A method for determining the occurrence of a short parking violation,
Receiving video data in a sequence of frames provided from an associated image capture device that monitors the parking area for the duration of the vehicle stop;
Determining the presence of a vehicle captured in at least one frame of the sequence of frames;
Tracking the position of the vehicle over the sequence of frames, comprising:
Determining the spatial position of the vehicle in a plurality of frames;
Determining spatio-temporal information indicating the position of the vehicle with respect to time by associating the spatial position of the vehicle across the plurality of frames with a time at which each of the plurality of frames is captured; Tracking, including, and
Determining the duration for which the vehicle is stopped using the determined spatiotemporal information of the vehicle in response to the spatiotemporal information indicating that the vehicle has stopped.   The method of claim 1, wherein the step of determining the presence of the vehicle is performed by one of a background subtraction process, a time difference process, an optical flow process, and an initialization process.   The step of tracking the vehicle over the sequence of frames includes one of point tracking, basic geometric tracking, contour tracking, tracking based on a probability density function of object appearance, tracking based on template matching. The method according to claim 1, realized by: In determining the spatial position of the vehicle,
The method of claim 1, comprising monitoring the position of the vehicle using the output value of the tracking algorithm.   The method of claim 4, wherein the monitoring is performed at predetermined time intervals corresponding to a plurality of integers inversely proportional to the video frame rate.
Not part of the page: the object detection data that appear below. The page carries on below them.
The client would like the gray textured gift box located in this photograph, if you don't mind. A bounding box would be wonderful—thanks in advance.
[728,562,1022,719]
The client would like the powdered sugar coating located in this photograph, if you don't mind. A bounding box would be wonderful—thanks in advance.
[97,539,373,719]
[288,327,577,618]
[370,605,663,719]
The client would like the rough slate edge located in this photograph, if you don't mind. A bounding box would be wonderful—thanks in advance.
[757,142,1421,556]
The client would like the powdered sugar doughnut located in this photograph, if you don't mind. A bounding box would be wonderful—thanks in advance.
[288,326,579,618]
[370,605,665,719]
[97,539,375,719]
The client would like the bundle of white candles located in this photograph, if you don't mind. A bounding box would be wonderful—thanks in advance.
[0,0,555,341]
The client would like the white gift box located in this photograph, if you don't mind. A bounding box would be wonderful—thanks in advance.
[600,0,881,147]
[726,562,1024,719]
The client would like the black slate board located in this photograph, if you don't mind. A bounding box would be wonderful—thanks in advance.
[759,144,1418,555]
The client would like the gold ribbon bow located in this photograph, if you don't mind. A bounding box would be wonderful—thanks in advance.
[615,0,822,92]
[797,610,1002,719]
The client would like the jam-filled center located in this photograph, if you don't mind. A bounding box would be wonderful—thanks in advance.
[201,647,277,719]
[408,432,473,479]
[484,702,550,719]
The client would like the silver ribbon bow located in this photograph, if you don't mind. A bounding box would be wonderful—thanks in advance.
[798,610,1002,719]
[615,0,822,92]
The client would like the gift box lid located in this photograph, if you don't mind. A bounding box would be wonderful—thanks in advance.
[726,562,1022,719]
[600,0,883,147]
A system for determining the occurrence of a short parking violation,
A video buffering module adapted to receive video data in a sequence of frames supplied by an image capture device that communicates with the video capture device and monitors the parking area for a duration of vehicle stoppage;
A vehicle detection module adapted to determine the presence of a vehicle captured in at least one frame of the sequence of frames;
A vehicle tracking module adapted to track the spatial position of the vehicle over the sequence of frames;
A stopped vehicle monitoring module adapted to determine whether the vehicle has stopped using the spatial position over the sequence of frames;
A time measurement module applied to determine the duration of time the vehicle is stopped using spatio-temporal information; and
A system including a processor adapted to execute the module and a monitoring device.   The system of claim 6, wherein the vehicle detection module is adapted to perform one of a background subtraction process, a time difference process, and an optical flow process.   The vehicle tracking module is adapted to perform one of point tracking, basic geometric tracking, contour tracking, tracking based on probability density function of object appearance, tracking based on template matching. The system described in.   The system of claim 6, wherein the stopped vehicle monitoring module is adapted to monitor the position of the vehicle using an output value of a tracking algorithm.   The system of claim 6, wherein the stopped vehicle monitoring module monitors at predetermined time intervals corresponding to a plurality of integers inversely proportional to the video frame rate.